PEDSTATS: descriptive statistics, graphics and quality assessment for gene mapping data (original) (raw)

Journal Article

Center for Statistical Genetics, Department of Biostatistics, School of Public Health, University of Michigan Ann Arbor, MI 48103, USA

*To whom correspondence should be addressed.

Search for other works by this author on:

Center for Statistical Genetics, Department of Biostatistics, School of Public Health, University of Michigan Ann Arbor, MI 48103, USA

Search for other works by this author on:

Revision received:

05 June 2005

Navbar Search Filter Mobile Enter search term Search

Abstract

Summary: We describe a tool that produces summary statistics and basic quality assessments for gene-mapping data, accommodating either pedigree or case-control datasets. Our tool can also produce graphic output in the PDF format.
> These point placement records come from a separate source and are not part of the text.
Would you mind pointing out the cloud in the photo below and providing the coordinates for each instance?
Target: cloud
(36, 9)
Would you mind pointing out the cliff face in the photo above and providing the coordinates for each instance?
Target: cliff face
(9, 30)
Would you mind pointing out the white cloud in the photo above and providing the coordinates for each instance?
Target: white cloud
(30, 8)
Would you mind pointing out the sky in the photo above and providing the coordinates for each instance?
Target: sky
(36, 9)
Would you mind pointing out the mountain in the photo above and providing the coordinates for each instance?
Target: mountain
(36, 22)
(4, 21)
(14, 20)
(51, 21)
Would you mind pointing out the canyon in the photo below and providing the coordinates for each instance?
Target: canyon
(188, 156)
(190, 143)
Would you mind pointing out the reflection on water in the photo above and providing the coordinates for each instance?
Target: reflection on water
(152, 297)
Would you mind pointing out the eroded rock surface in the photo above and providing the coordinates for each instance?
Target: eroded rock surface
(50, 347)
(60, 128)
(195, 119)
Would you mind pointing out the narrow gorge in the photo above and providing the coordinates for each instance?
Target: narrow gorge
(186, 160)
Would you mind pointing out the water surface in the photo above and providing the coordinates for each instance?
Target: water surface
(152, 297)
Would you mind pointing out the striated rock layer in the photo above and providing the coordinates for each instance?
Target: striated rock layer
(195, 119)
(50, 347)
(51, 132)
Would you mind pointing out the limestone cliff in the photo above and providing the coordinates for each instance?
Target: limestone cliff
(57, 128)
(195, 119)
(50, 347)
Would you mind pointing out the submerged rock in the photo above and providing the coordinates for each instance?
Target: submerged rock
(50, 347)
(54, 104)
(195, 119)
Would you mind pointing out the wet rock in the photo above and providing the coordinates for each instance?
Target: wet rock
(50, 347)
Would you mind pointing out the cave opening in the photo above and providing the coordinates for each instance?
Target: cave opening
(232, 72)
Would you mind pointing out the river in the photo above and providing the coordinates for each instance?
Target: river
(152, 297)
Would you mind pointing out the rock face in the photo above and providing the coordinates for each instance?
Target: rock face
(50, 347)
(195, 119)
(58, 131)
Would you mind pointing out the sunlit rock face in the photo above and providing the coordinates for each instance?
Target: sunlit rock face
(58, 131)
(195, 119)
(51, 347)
Availability: http://www.sph.umich.edu/csg/abecasis/Pedstats/download/

Contact: wiggie@umich.edu

Supplementary information: http://www.sph.umich.edu/csg/abecasis/Pedstats/

A crucial first step in the analysis of gene mapping data is the careful description of the available data, including, for example, genotyping completeness and heterozygosities for genetic markers, and distributions and familial correlations for quantitative traits. Although a number of programs now provide some facilities for data checking or summary (Mukhopadhyay et al., 2005; Lange et al., 1988; Elston et al., 2004; O'Connell et al., 1998) complete screening and summary of genetic data frequently involves the use of multiple programs and/or in-house tools. As the scale of the datasets available for analysis increases, this process can become particularly challenging. For example, with the advent of high-throughput single nucleotide polymorphism genotyping technologies, datasets will soon be available that includes genotypes for hundreds of thousands or millions of markers for each individual. In addition, with the focus on uncovering the genetic basis of complex disease, it is likely that collaborative projects will collect samples with hundreds or thousands of phenotypes each measured on thousands of individuals. We have developed PEDSTATS, a freely available utility, for summarizing salient features and performing basic quality checks on gene-mapping data. Our utility can conveniently handle these very large datasets and here we summarize its main features.

PEDSTATS runs on any platform where a modern C++ compiler is available, including those based on the Linux, UNIX, Windows and Mac OS X operating systems. It is a command-line utility that can produce both text output to the console and graphical output to a PDF file. Its major capabilities can be grouped into four areas: (1) checks of input formats and pedigree consistency, (2) checks and descriptions of genetic marker data, (3) checks and descriptions of quantitative traits and covariates and (4) descriptions of discrete traits. We describe each of these in turn below.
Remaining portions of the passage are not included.